Lors de cette troisième et dernière journée de procès, Me Éric Najsztat s’est fait le porte-parole d’Éric Heller, ce jeune homme qui a failli mourir aux côtés de Nahima Cherchour. « Éric n’est plus qu’une ombre vêtue de noir, il est l’expression de la souffrance et de l’absence de sa compagne. En trouvant l’amour, il a aussi croisé la mort. Il n’a pas sa place dans le secret abîme de Rabah Cherchour, il ne lui a pas volé sa fille. Si l’accusé avait mené une vraie vie de père, il aurait accepté de la voir se marier à l’église ou à la mosquée, qu’elle porte le nom d’un autre ; il aurait accepté de les voir vivre ensemble. »
L’avocat a également dressé un parallèle saisissant entre le père et la fille : « Elle a mis autant d’énergie à lui échapper que lui à développer des stratagèmes pour la retrouver. Malheureusement, tout ce qu’elle a redouté s’est déroulé. Éric, le gendre idéal, se projetait avec elle dans une vie familiale normale. Il ne pouvait imaginer une telle issue : un père ne tue pas son enfant. » Le conseil de la victime ne croit pas à un crime irréfléchi et passionnel : « Ce fut une exécution. Blessé de deux balles, Éric Heller s’attendait à un autre coup de feu : celui de Rabah Cherchour se suicidant, mais il ne s’est pas produit. »
Dans son réquisitoire, Dominique Puechmaille, avocat général, dit ne pas comprendre ce geste meurtrier, mais la magistrate se dit convaincue que Rabah Cherchour a recherché obsessionnellement sa fille, uniquement dans le but de la supprimer. L’accusation voit dans la fugue de Nahima, le 13 février 2003, le point de départ de la mécanique criminelle du père. « Il n’a jamais eu de relation fusionnelle avec sa fille qui, confiée à ses grands-parents, n’a jamais vécu avec lui. Elle est partie pour rompre avec un carcan familial et éducatif qui lui pesait. »
Le ministère public décrit ensuite un homme « déterminé et froid », qui tente de donner « une apparence spontanée et irréfléchie » à son crime. La préméditation, à ses yeux, ne fait aucun doute : « Il a fait croire qu’il se réconciliait avec sa fille pour la mettre en confiance. Quand ils sont arrivés à son domicile de Salbris, les armes étaient déjà chargées. Depuis le début de l’enquête, il dit ne plus se souvenir du drame, mais son amnésie est à géométrie variable. »
Une peine de trente ans de réclusion est requise à l’encontre de l’accusé.
“ Dans sa tête,
il ne sortira
jamais
de prison ”
Au cours d’une plaidoirie de trois heures, les avocats de la défense, Mes Jacques et Jean-Michel Sieklucki, vont s’efforcer d’apporter une explication à un acte « monstrueux, absurde et contre nature ».
Le premier demande aux jurés de ne pas s’arrêter aux apparences trompeuses : « L’aspect culturel et religieux n’a rien à voir avec ce dossier.

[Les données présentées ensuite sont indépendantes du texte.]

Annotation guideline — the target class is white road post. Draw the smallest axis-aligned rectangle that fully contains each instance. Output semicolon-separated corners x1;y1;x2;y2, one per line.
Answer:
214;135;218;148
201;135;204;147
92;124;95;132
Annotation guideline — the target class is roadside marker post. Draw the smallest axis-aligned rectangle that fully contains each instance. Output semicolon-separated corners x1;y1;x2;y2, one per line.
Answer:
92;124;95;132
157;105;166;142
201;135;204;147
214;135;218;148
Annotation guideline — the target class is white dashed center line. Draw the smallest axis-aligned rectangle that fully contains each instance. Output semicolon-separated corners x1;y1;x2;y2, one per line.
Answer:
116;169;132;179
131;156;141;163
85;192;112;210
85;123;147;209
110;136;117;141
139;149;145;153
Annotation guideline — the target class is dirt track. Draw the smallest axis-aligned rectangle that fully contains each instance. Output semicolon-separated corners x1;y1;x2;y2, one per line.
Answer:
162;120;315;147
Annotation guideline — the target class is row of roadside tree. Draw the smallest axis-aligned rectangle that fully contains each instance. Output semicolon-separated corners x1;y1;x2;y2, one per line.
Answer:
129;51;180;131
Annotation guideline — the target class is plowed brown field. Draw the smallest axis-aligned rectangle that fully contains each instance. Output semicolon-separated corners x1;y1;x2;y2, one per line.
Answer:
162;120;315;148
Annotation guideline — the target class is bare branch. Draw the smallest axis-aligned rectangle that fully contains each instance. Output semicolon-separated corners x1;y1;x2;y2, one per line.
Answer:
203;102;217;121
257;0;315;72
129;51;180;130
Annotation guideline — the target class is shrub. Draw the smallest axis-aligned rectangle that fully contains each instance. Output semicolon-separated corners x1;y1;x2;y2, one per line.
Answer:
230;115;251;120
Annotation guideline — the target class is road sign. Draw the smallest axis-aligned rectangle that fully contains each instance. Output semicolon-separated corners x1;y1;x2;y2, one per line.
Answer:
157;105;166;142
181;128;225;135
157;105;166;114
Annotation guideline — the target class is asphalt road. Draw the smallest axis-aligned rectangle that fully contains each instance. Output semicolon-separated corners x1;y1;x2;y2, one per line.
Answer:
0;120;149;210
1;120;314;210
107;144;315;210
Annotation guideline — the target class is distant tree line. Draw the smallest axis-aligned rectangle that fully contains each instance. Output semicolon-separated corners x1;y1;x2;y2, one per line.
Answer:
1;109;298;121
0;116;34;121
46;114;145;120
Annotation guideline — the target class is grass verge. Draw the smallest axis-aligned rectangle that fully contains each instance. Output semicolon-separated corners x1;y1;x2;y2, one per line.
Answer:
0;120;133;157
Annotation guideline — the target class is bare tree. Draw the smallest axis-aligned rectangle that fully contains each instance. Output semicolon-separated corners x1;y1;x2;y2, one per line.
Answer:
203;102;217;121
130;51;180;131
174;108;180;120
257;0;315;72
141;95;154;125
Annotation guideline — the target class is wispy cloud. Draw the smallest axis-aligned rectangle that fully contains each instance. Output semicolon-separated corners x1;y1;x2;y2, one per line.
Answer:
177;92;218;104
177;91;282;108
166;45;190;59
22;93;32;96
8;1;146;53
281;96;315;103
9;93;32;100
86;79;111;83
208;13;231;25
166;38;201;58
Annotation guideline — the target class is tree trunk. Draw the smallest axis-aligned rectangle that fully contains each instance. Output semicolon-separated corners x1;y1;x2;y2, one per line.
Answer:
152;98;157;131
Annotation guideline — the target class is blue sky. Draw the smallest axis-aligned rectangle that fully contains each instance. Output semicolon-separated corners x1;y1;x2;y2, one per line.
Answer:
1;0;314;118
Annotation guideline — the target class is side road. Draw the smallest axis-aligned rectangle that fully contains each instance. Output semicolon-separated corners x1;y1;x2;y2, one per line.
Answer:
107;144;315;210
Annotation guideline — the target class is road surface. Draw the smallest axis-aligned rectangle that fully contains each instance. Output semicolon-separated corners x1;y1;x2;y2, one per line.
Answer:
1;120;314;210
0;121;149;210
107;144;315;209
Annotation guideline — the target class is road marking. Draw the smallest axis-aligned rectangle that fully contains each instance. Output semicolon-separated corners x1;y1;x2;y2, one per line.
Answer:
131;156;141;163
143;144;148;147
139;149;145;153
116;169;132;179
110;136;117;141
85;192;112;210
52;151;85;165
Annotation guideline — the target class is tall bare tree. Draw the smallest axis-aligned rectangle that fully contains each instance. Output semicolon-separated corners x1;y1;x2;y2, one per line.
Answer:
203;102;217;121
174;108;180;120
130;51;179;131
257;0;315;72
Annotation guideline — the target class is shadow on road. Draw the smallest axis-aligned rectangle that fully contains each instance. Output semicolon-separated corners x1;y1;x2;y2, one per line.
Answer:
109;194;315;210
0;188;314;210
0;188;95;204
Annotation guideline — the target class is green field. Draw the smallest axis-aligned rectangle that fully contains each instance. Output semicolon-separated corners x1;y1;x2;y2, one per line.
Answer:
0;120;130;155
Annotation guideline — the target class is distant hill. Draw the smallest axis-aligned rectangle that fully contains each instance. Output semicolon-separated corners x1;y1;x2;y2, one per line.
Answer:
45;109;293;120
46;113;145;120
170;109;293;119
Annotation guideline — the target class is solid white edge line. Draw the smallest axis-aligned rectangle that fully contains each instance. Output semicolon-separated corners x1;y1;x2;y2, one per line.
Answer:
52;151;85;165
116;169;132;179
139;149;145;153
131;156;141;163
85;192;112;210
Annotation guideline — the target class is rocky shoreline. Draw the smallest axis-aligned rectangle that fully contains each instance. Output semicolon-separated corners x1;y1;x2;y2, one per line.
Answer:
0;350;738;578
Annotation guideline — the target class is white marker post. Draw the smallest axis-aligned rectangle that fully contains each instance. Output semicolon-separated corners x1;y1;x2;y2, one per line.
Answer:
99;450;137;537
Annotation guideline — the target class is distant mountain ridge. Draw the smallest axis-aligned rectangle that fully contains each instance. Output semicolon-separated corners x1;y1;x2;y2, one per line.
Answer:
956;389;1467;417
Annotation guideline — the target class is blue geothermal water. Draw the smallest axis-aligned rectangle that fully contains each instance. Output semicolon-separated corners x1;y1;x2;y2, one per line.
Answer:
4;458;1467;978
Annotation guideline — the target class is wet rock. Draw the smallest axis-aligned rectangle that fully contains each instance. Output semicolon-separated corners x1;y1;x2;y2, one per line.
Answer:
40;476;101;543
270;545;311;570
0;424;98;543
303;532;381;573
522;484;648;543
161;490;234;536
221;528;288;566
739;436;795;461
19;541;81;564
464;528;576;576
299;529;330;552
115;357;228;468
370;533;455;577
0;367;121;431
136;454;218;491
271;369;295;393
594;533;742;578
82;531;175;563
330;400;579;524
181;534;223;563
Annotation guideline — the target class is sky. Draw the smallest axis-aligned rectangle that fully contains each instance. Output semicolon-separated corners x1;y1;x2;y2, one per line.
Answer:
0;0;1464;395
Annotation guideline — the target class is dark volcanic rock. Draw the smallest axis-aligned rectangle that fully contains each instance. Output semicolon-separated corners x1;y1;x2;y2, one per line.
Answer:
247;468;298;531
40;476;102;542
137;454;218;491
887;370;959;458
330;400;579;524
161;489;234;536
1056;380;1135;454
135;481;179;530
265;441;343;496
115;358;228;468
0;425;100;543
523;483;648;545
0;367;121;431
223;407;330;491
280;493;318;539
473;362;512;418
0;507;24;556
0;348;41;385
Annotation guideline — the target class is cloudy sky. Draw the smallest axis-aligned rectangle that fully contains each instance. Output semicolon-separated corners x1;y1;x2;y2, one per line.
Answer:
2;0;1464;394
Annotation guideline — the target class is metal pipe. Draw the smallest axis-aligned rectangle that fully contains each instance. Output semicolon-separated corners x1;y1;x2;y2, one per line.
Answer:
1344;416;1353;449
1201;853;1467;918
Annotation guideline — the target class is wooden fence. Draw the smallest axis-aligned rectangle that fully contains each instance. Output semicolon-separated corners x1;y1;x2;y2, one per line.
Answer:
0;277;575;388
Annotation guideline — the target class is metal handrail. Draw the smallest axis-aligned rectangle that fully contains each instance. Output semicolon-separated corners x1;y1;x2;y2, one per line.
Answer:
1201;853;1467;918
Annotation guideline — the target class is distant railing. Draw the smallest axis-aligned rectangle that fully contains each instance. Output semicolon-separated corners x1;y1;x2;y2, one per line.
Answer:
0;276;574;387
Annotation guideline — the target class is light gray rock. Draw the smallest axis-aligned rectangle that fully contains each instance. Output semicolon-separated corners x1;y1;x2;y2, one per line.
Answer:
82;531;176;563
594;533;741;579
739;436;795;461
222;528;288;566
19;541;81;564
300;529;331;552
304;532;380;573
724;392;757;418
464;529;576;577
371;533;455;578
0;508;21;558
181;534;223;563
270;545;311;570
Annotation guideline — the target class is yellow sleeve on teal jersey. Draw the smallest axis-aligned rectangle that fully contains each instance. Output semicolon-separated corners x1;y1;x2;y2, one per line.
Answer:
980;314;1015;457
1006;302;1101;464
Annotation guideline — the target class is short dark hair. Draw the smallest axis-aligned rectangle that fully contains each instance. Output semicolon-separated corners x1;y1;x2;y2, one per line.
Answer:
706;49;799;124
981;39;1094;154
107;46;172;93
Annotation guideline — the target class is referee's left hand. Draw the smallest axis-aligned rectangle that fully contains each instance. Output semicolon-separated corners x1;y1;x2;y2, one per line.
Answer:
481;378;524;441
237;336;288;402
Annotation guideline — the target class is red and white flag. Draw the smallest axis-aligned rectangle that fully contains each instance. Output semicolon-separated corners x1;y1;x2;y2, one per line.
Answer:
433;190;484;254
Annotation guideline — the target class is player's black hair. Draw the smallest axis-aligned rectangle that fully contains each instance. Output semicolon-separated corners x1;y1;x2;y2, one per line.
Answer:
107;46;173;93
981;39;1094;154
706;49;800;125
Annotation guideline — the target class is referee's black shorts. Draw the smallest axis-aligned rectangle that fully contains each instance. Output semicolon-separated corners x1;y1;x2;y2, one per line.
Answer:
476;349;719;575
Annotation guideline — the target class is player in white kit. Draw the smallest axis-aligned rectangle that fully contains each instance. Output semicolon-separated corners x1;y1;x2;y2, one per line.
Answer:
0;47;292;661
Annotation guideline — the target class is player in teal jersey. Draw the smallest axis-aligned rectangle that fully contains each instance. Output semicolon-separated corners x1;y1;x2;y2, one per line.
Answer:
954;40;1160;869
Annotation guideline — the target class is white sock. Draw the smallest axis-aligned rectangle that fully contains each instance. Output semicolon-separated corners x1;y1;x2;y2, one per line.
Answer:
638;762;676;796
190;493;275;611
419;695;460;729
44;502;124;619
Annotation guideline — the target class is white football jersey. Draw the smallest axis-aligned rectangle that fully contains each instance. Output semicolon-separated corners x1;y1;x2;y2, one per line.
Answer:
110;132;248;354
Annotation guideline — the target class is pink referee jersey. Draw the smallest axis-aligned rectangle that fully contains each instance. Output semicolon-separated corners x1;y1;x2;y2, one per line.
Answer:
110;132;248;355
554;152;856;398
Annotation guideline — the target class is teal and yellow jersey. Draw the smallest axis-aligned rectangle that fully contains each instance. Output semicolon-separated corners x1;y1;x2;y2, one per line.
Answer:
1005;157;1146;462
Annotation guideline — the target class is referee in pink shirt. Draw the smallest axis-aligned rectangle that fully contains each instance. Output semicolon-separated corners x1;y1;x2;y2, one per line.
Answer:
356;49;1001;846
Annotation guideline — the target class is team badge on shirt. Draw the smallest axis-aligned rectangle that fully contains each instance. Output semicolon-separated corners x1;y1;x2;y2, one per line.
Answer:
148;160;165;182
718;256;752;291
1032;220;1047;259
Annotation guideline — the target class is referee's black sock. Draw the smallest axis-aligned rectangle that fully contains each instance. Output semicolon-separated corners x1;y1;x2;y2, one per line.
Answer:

La famille Cherchour ne vit pas dans une tradition étouffante et obscurantiste, mais bien dans l’ouverture et la tolérance. Rabah Cherchour a, de son côté, mené une existence décousue, aimant le tiercé, fréquentant les femmes ; mais il a toujours veillé à s’occuper de sa fille, avec qui il avait une relation passionnelle. Pourquoi est-elle partie ? Sa famille nourrissait peut-être trop d’attentes tandis qu’elle aspirait à vivre sa vie. Elle a eu peur lorsqu’elle a appris que son père et son oncle la recherchaient, craignant sans doute leur réaction. Mais il n’a jamais été question de séquestration ou de mariage forcé. »
Pour le bâtonnier Jean-Michel Sieklucki, c’est la disparition de Nahima qui a entraîné l’effondrement moral et psychologique du père. « Ce départ sans explications a laissé toute la famille dans le vide. Rabah Cherchour a entamé des recherches légitimes de la part d’un père inquiet. Il allait, tôt le matin, à Paris, non pas pour l’épier, mais simplement pour la voir, constater qu’elle allait bien. C’était sa bouffée d’oxygène. »
L’avocat tourangeau explique alors que, si Rabah Cherchour a tué sa fille, c’est parce que, plongé dans une détresse affective profonde, il a eu peur de la voir s’échapper à nouveau. Mais il n’a pas prémédité son crime. « Dans sa tête, il ne sortira jamais de prison. Laissez-lui l’espoir de retrouver un jour la liberté et de faire face à ses actes et à l’absence de sa fille. »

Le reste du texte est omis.